Unesco: Hosni soit qui mal y pense
« Les délégués des pays membres de l’Unesco méritent tous d’être diplômés en sciences du mensonge et de la manipulation. » Cette cruelle sortie d’un candidat malheureux au poste de directeur général de l’Organisation des Nations unies pour l’éducation, la science et la culture semble pertinente si l’on en juge par la rocambolesque élection en cinq tours, qui a permis, le 22 septembre, à la Bulgare Irina Bokova de battre sur le fil le candidat égyptien, Farouk Hosni.
Donné jusque-là favori, en dépit d’accusations récurrentes d’antisémitisme véhiculées par des intellectuels juifs, Hosni était amer au lendemain de sa défaite. Parlant de « trahison », le ministre égyptien de la Culture, soutenu officiellement par l’Union africaine et la Ligue arabe, comptait sur l’appui de plusieurs grands États européens, dont l’Italie et la France, qui héberge à Paris le siège de l’Unesco. « Il y a des pays qui font le contraire de ce qu’ils disent », déplorait le candidat déçu à son retour au Caire, où la presse dénonce le « choc des civilisations » entre l’Occident et le monde musulman et « une victoire féroce du sionisme ».
Coiffé au poteau par trois petites voix de différence, Farouk Hosni avait pourtant récolté 22 suffrages sur 58 au premier tour de scrutin, contre 8 à sa rivale bulgare, dont on n’a commencé à évoquer les chances de succès que quelques jours avant le vote. « Deux voix nous ont été prises », s’est indigné le premier candidat du monde arabo-musulman à pouvoir prétendre à la direction de l’Unesco et à la gestion de ses 300 millions de dollars annuels de budget.
Taxé d’antisémitisme pour des déclarations qu’il a publiquement regrettées, accusé d’avoir toléré la censure intellectuelle dans son pays, Hosni a payé le prix d’une virulente campagne de presse orchestrée depuis plusieurs mois, notamment en France, sous l’impulsion de l’essayiste Bernard-Henri Lévy. La polémique autour de sa personnalité a également suscité des candidatures de dernière minute, dont certaines semblent avoir été présentées exclusivement pour lui barrer la route.

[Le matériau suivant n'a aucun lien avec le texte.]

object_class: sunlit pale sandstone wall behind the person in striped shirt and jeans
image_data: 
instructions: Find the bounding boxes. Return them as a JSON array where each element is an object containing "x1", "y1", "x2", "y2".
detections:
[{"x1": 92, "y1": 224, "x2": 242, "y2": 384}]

Enfin, pour corser l’amer brouet de la défaite, ses adversaires ont distillé des rumeurs de corruption autour de la délégation égyptienne. Le 21 septembre, au moins une personne a été expulsée manu militari du siège de l’Unesco, place Fontenoy, par les services de sécurité pour avoir tenté de soudoyer un délégué votant. « L’Unesco vient d’échapper à un désastre moral », a commenté, soulagé, le Prix Nobel de la paix Elie Wiesel, l’un des partisans acharnés du « tout sauf Hosni ».

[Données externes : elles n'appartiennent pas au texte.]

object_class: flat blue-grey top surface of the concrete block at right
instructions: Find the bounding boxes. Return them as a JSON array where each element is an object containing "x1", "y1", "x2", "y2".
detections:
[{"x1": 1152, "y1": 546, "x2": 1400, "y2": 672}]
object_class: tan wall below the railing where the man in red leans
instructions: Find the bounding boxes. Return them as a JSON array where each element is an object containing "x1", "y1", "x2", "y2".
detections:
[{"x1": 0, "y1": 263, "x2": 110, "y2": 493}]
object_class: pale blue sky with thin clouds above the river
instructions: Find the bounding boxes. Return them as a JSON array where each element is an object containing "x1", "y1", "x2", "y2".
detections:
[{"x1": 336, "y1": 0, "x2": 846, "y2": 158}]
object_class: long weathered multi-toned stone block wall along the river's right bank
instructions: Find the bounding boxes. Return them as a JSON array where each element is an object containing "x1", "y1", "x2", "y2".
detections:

Hosni écarté, il revient désormais à Irina Bokova, successeur du Japonais Koïchiro Matsuura, de prendre les rênes de l’Unesco au terme de la première vraie campagne politique qu’a connu cette organisation.
Ironie de l’Histoire, vingt ans après la chute du mur de Berlin, cette diplomate de 57 ans, ex-apparatchik du Parti communiste bulgare, dont son père était l’un des caciques, a été soutenue par Washington et par la quasi-totalité des pays de l’Union européenne. Logiquement, son élection fait grincer des dents à Sofia, dans les rangs des anticommunistes historiques. En revanche, l’accession d’une femme à ce poste prestigieux est largement saluée dans les couloirs de l’institution. « Il était temps qu’une femme soit élue », se félicite ainsi Ivonne Baki, l’ex-candidate équatorienne. Radieuse en apprenant sa victoire, Bokova a assuré vouloir promouvoir « un nouvel humanisme » et « tendre la main » au monde musulman. À l’Unesco, la parité homme-femme a progressé. La parité Occident-Orient attendra encore.